According to him, he is not happy with the rumours bandied about by most IPOB separatists.
POLITICS NIGERIA recalls that Kanu’s treason case was originally scheduled to be heard next year, but the court granted an abridgement of time after a motion was filed by the Nigerian separatist leader.
Justice Nyako had on November 10, 2021, adjourned the trial of Kanu till January 19 and 20, 2022, for trial.
But the court granted an abridgement of time after a motion was filed in that respect, and he is expected to appear in court today (Thursday).

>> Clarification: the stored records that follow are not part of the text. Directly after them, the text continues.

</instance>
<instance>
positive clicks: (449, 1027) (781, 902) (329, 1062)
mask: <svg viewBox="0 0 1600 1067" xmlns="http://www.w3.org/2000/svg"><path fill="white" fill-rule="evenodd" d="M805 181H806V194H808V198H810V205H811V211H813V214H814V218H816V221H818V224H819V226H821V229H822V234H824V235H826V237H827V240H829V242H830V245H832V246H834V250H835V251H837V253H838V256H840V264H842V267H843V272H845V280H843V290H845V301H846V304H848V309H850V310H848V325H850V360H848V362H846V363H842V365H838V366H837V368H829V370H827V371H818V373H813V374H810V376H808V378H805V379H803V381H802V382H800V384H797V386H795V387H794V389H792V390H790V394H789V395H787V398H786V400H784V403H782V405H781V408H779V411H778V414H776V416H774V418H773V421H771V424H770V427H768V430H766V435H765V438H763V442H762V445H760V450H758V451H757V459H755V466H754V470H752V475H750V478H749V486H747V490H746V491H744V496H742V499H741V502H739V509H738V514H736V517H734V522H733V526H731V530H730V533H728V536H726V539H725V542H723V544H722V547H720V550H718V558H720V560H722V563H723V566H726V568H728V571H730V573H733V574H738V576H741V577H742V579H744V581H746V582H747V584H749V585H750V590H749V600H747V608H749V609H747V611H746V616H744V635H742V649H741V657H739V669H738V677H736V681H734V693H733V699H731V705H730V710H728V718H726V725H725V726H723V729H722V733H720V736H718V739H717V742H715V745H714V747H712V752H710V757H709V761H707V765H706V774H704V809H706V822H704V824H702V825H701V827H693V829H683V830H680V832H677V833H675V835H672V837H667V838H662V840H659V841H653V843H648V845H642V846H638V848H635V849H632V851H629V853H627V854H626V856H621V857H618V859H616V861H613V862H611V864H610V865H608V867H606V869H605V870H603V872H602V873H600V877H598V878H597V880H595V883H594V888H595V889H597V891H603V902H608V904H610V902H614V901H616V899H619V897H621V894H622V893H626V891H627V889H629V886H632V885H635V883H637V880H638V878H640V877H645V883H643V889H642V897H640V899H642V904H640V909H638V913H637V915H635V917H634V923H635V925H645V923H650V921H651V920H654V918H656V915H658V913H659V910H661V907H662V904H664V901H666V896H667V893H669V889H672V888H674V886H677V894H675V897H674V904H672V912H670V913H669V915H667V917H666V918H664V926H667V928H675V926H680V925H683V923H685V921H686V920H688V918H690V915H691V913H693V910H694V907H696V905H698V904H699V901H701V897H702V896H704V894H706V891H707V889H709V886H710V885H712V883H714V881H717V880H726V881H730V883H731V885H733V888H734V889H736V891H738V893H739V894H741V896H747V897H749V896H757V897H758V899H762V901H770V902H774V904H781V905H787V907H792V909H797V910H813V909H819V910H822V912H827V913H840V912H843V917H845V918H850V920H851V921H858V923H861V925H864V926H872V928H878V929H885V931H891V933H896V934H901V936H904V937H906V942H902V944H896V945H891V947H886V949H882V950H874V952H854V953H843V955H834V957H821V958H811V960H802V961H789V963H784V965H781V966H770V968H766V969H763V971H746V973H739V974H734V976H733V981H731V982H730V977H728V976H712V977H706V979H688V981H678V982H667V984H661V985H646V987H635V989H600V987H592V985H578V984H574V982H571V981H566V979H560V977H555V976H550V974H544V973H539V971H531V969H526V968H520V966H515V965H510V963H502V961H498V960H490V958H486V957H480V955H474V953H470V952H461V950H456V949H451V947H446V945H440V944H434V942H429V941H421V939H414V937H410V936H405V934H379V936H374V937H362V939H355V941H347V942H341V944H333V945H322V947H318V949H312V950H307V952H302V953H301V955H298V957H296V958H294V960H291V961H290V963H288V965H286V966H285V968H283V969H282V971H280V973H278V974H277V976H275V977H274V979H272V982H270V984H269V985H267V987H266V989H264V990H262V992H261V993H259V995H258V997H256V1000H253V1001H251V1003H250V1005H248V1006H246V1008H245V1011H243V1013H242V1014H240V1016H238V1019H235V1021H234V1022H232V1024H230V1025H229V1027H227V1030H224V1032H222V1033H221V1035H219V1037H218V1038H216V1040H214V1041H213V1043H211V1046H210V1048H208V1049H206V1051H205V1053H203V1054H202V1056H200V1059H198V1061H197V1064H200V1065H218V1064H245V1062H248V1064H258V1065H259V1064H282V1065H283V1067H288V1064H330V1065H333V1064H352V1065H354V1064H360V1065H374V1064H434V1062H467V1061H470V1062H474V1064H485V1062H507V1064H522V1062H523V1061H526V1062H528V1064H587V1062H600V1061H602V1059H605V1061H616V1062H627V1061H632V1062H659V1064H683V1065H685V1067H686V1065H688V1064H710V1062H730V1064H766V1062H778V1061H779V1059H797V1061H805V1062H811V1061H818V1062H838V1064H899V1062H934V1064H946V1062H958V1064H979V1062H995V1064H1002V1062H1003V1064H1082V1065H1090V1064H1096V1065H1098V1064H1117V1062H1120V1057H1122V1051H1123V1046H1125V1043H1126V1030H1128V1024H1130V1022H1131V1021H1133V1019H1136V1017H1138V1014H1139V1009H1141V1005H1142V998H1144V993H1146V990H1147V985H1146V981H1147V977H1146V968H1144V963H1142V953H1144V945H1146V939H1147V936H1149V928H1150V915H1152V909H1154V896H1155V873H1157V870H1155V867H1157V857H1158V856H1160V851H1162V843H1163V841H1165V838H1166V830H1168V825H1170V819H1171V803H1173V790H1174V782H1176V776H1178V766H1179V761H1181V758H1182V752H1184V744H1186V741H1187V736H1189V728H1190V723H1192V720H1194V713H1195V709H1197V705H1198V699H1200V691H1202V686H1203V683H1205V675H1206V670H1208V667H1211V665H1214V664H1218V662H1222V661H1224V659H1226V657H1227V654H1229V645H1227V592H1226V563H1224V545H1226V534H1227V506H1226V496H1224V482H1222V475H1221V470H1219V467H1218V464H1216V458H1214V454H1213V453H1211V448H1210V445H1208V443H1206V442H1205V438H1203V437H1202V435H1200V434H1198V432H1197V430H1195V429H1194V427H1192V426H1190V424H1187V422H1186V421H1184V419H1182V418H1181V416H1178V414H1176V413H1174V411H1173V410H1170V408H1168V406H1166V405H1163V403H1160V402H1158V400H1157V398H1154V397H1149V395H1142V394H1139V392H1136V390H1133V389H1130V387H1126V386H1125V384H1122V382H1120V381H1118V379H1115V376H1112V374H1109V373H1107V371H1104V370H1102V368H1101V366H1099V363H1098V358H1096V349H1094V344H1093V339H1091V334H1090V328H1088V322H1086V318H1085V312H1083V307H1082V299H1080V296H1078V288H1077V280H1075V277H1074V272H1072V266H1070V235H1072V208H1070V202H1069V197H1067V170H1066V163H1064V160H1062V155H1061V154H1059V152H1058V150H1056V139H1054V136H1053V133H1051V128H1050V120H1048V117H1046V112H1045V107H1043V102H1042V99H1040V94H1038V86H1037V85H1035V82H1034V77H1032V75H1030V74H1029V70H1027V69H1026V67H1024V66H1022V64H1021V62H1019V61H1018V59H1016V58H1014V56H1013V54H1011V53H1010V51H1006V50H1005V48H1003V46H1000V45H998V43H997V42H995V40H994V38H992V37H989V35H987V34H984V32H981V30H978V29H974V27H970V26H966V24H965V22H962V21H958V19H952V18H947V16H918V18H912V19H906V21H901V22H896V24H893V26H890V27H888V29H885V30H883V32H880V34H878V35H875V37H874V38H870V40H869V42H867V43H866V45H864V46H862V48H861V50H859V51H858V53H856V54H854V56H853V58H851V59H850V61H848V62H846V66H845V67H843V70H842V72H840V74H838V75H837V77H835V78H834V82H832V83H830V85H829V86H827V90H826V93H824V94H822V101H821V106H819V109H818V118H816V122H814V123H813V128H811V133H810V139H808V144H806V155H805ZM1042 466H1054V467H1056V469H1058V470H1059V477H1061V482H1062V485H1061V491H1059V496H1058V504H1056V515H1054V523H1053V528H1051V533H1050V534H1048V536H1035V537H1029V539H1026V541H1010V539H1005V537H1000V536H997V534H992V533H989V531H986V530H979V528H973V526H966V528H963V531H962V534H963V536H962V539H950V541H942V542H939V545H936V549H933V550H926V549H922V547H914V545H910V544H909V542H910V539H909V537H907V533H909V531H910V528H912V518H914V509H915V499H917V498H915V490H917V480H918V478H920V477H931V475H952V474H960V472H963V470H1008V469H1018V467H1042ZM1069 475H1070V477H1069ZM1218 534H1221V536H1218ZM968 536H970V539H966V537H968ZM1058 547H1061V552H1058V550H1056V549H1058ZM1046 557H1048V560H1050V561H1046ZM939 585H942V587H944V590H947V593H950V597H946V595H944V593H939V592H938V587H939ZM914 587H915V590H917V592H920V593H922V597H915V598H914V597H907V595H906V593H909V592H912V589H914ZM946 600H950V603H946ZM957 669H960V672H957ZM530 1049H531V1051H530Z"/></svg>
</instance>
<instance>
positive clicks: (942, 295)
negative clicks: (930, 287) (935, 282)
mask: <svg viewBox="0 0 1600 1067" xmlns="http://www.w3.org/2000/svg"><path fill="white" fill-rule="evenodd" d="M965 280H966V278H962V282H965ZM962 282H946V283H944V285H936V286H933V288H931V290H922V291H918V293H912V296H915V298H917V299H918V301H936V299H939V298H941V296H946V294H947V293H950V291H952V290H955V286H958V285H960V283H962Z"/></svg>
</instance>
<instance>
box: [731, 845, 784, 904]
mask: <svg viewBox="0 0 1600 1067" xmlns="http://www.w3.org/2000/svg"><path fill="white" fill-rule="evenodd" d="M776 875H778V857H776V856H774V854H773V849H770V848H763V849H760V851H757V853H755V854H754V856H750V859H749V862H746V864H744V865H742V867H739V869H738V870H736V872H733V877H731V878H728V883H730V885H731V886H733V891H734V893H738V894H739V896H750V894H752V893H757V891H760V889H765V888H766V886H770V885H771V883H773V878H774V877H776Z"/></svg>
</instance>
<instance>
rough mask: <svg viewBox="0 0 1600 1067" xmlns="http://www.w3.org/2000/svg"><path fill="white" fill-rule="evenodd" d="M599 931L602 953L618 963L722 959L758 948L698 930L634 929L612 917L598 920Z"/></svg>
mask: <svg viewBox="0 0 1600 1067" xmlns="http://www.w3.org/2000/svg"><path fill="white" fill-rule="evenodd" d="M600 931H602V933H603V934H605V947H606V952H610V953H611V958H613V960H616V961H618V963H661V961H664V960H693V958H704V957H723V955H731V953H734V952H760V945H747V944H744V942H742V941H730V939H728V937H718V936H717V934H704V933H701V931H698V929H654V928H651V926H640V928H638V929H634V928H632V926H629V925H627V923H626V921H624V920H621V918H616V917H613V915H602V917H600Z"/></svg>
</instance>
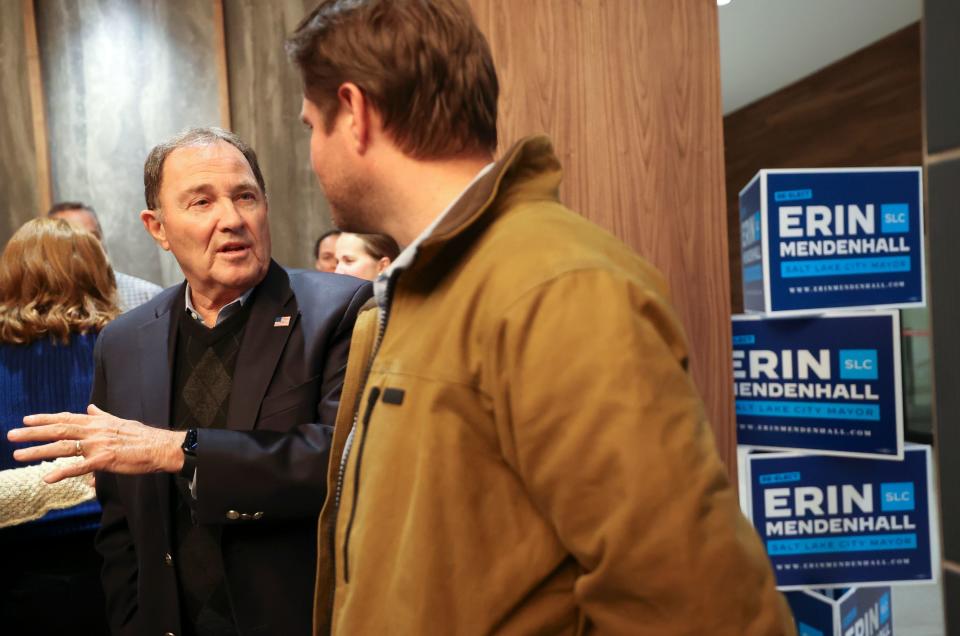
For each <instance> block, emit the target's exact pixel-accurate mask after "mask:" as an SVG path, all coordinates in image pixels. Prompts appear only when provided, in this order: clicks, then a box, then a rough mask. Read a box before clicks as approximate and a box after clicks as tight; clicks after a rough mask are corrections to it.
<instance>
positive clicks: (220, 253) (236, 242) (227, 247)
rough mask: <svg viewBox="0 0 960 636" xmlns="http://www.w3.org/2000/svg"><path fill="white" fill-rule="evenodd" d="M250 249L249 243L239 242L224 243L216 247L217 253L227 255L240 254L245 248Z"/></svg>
mask: <svg viewBox="0 0 960 636" xmlns="http://www.w3.org/2000/svg"><path fill="white" fill-rule="evenodd" d="M249 249H250V244H249V243H240V242H236V241H234V242H230V243H224V244H223V245H221V246H220V247H219V248H218V249H217V253H218V254H226V255H228V256H240V255H242V254H245V253H246V252H247V250H249Z"/></svg>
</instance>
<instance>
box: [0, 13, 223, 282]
mask: <svg viewBox="0 0 960 636" xmlns="http://www.w3.org/2000/svg"><path fill="white" fill-rule="evenodd" d="M3 4H19V3H14V2H10V3H6V2H5V3H3ZM35 6H36V13H37V37H38V40H39V45H40V56H41V62H42V68H43V79H44V89H45V92H46V102H47V122H48V128H49V148H50V163H51V180H52V185H53V197H54V200H62V199H80V200H83V201H85V202H87V203H89V204H92V205H93V206H94V207H95V208H96V209H97V211H98V212H99V214H100V222H101V224H102V225H103V230H104V235H105V236H106V243H107V248H108V251H109V252H110V257H111V260H112V261H113V263H114V266H115V267H116V268H117V269H118V270H119V271H123V272H127V273H129V274H133V275H135V276H141V277H143V278H146V279H149V280H152V281H154V282H158V283H161V284H164V285H169V284H172V283H174V282H177V281H179V280H181V279H182V275H181V273H180V270H179V267H178V266H177V264H176V262H175V261H174V260H173V258H172V257H171V256H170V255H169V254H167V253H165V252H163V251H162V250H160V249H159V248H158V247H156V246H155V244H154V242H153V240H152V239H151V238H150V237H149V235H148V234H147V233H146V231H145V230H144V229H143V226H142V225H141V223H140V219H139V212H140V210H142V209H143V207H144V201H143V162H144V159H145V158H146V156H147V152H149V150H150V148H151V147H153V146H154V145H155V144H157V143H158V142H160V141H162V140H163V139H165V138H166V137H169V136H170V135H172V134H174V133H176V132H178V131H180V130H182V129H184V128H188V127H192V126H210V125H219V124H220V114H219V105H218V104H219V102H218V99H219V92H218V84H217V70H216V69H217V67H216V53H217V43H216V38H215V37H214V34H215V33H216V31H215V24H214V12H213V4H212V3H211V2H197V1H195V0H37V1H36V3H35Z"/></svg>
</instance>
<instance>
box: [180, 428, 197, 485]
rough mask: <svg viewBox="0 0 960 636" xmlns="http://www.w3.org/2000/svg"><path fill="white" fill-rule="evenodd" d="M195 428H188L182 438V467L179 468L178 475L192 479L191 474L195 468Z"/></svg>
mask: <svg viewBox="0 0 960 636" xmlns="http://www.w3.org/2000/svg"><path fill="white" fill-rule="evenodd" d="M197 446H198V435H197V429H195V428H188V429H187V435H186V437H184V438H183V444H182V445H181V446H180V448H181V449H183V468H181V469H180V476H181V477H185V478H187V479H193V474H194V472H196V470H197Z"/></svg>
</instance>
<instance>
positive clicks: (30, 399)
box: [0, 219, 119, 634]
mask: <svg viewBox="0 0 960 636" xmlns="http://www.w3.org/2000/svg"><path fill="white" fill-rule="evenodd" d="M118 313H119V309H118V307H117V299H116V281H115V278H114V274H113V270H112V269H111V268H110V265H109V263H108V262H107V257H106V254H105V253H104V251H103V248H102V247H101V246H100V243H99V241H97V239H96V237H94V236H93V235H92V234H90V233H88V232H85V231H82V230H78V229H75V228H73V227H71V226H70V224H69V223H67V222H66V221H61V220H56V219H34V220H32V221H29V222H27V223H26V224H24V225H23V227H21V228H20V229H19V230H17V232H16V233H15V234H14V235H13V237H12V238H11V239H10V241H9V243H7V246H6V249H5V250H4V252H3V256H2V257H0V428H2V429H3V435H2V438H0V469H2V470H0V527H3V526H10V527H6V528H4V529H3V530H0V546H2V550H3V552H2V555H3V558H4V561H5V562H4V568H3V573H2V574H0V615H3V616H4V620H3V622H2V624H0V630H2V631H4V632H6V631H7V630H10V631H9V633H16V634H21V633H22V634H28V633H30V634H33V633H61V632H66V631H67V630H69V631H71V632H73V633H83V634H99V633H106V630H107V627H106V622H105V619H104V611H103V600H102V599H103V597H102V592H100V585H99V573H98V570H99V559H98V557H97V555H96V553H95V552H94V549H93V534H94V532H95V530H96V527H97V524H98V520H99V516H100V512H99V506H98V505H97V503H96V501H95V500H94V498H93V489H92V488H91V486H90V483H89V482H85V481H84V479H83V478H74V479H71V480H66V482H65V483H64V484H62V485H56V486H50V485H48V484H46V483H45V482H43V481H42V477H43V475H45V474H47V473H49V472H51V471H52V470H53V467H54V465H53V464H50V463H45V464H38V465H34V466H27V467H19V468H18V467H17V466H22V465H20V464H19V463H18V462H16V461H14V459H13V451H14V450H15V449H16V448H20V447H23V446H26V445H25V444H14V443H11V442H9V441H7V438H6V433H7V431H9V430H10V429H11V428H16V427H18V426H20V424H21V422H22V420H23V417H24V416H25V415H29V414H31V413H55V412H60V411H70V412H83V411H84V410H86V406H87V402H88V400H89V398H90V389H91V386H92V384H93V375H94V362H93V347H94V343H95V342H96V338H97V334H98V333H99V332H100V330H101V329H103V327H104V326H106V324H107V323H108V322H109V321H111V320H112V319H113V318H115V317H116V316H117V314H118ZM57 461H58V462H63V461H70V460H63V459H61V460H57ZM89 479H90V478H89V477H88V480H89Z"/></svg>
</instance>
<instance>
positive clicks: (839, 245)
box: [740, 168, 925, 315]
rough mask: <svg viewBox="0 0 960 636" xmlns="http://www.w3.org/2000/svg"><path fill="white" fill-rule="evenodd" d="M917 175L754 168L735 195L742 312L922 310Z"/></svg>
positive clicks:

Kanu, 54, was born at Afaraukwu, Abia State. He had been arrested in 2017 for demanding the secession of the South-East zone from the Nigerian State.
However, he jumped bail in June 2018 before leaving for the United Kingdom (UK), though he said that he fled because his life was no longer safe in Nigeria.
After more than three years abroad, Nigeria’s Minister of Justice, Abubakar Malami at a press briefing in Abuja on June 29, 2021, announced that the IPOB leader was re-arrested in a foreign country and extradited to Nigeria.
Ejimakor had said the IPOB leader was re-arrested in Kenya and whisked to Nigeria.
Upon his re-arrest and extradition in June 2021, he was re-arraigned before Justice Nyako for terrorism-related charges brought against him by the AGF office. Kanu has since been remanded in the custody of the DSS in Abuja.
Some respected Igbo elders, led by Minister of Aviation in the First Republic, Chief Mbazulike Amaechi, had recently visited President Muhammadu Buhari in Aso Rock and requested the unconditional release of the detained secessionist leader.
Buhari had told them he would not want to interfere in the running of the judiciary but said he would consider their demand though “a heavy one.”